If you can think of anything, let me know!

This is my solution:
github: kvsur/openai-speech-stream-player

1 Like

I believe you should use the response_format="opus" parameter. I don’t understand much about this, but I have a hunch that this might be the way to go.

If you manage to do it, please don’t forget to let us know!

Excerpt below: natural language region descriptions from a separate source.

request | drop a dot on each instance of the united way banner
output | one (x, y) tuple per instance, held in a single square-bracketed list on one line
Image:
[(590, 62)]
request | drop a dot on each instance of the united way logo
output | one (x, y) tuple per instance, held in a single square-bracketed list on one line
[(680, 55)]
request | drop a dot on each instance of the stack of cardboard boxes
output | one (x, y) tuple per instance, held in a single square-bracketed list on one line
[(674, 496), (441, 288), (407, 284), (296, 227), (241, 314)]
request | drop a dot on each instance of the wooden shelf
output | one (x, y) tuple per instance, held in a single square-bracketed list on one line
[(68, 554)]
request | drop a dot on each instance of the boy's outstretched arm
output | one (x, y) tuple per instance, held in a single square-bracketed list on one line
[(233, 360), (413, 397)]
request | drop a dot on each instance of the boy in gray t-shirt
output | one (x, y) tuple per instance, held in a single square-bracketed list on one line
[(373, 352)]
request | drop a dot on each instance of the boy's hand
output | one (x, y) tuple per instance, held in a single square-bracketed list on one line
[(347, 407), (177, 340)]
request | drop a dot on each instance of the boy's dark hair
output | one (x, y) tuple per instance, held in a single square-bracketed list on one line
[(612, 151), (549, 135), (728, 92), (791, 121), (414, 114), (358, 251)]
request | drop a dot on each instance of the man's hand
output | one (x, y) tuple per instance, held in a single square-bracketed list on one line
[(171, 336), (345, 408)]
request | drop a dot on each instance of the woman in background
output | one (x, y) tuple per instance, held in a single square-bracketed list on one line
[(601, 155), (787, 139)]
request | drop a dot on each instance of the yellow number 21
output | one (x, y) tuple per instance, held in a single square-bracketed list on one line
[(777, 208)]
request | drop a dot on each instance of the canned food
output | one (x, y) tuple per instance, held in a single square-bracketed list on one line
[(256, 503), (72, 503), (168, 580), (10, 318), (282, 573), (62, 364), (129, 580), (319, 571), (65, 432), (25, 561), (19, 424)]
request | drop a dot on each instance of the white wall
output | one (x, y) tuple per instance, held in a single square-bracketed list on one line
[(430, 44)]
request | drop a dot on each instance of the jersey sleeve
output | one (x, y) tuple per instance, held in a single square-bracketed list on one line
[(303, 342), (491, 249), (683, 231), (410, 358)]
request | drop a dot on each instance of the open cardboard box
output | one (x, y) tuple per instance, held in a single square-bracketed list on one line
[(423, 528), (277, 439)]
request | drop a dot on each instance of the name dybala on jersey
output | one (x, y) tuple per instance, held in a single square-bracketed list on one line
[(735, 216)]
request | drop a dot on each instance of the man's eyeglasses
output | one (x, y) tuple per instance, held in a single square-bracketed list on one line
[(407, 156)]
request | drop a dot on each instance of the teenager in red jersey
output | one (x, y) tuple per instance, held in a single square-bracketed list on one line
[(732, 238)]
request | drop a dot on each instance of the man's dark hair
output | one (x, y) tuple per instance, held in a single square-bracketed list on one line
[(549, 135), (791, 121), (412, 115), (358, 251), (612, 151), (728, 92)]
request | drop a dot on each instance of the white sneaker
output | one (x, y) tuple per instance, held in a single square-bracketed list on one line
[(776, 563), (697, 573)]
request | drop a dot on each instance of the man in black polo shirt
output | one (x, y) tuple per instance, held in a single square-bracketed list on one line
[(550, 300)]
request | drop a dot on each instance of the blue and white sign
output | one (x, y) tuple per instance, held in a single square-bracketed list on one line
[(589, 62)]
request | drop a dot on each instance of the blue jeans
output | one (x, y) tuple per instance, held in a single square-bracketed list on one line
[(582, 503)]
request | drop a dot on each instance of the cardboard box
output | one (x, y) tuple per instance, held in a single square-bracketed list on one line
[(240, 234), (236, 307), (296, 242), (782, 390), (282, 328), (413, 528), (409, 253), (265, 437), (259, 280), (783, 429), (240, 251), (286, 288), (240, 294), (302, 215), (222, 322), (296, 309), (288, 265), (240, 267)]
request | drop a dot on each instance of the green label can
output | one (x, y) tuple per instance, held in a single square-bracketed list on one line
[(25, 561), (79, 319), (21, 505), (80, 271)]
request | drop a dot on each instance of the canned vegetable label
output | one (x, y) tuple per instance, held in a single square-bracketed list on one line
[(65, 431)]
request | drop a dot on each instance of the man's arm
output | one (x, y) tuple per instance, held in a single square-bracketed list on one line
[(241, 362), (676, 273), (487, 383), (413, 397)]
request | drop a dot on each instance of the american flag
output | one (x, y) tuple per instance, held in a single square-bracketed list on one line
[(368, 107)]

This code works. Thank you @tonycamonte

I have had some level of success with this in the browser. Here is my code, courtesy some help from GPT4:

const audio = document.getElementById('audio');
const mediaSource = new MediaSource();
audio.src = URL.createObjectURL(mediaSource);

mediaSource.addEventListener('sourceopen', sourceOpen);

async function sourceOpen() {
    const sourceBuffer = mediaSource.addSourceBuffer('audio/mpeg'); // Adjust MIME type as needed
    const rs = await fetch('https://api.openai.com/v1/audio/speech', {
        method: 'POST',
        headers: {
            Authorization: 'Bearer ' + openAIApiKey,
            'Content-Type': 'application/json',
        },
        body: JSON.stringify({
            input: 'What is up?!',
            model: 'tts-1',
            response_format: 'mp3',
            voice: 'echo',
        }),
    }).then((res) => res.body);

    const reader = rs.getReader();

    reader.read().then(function process({ done, value }) {
        if (done) {
            if (mediaSource.readyState === 'open') mediaSource.endOfStream();
            return;
        }
        // If value is not in the right format, you need to transcode it here
        sourceBuffer.appendBuffer(value);

        sourceBuffer.addEventListener('updateend', () => {
            if (!sourceBuffer.updating && mediaSource.readyState === 'open') {
                reader.read().then(process);
            }
        });
    });
}

The audio starts playing in the Audio HTML Element as soon as the first data chunks are returned from the API.

Have not gotten it to work yet with OPUS media type, and there are still several errors I have yet to work out.

I got the output of OAI TTS to stream. Here’s an example:

url = "https://api.openai.com/v1/audio/speech"
headers = {
    "Authorization": 'Bearer YOUR_API_KEY', 
}

data = {
    "model": model,
    "input": input_text,
    "voice": voice,
    "response_format": "opus",
}

with requests.post(url, headers=headers, json=data, stream=True) as response:
    if response.status_code == 200:
        buffer = io.BytesIO()
        for chunk in response.iter_content(chunk_size=4096):
            buffer.write(chunk)

I am having mixed results depending in the formats. Notably opus is not streamable to any of the browsers I have on my hand, e.g. Chrome, Safari, Firefox.

Did anybody of you managed to get opus to play in browser?

If so, care to share the snippets handling this format?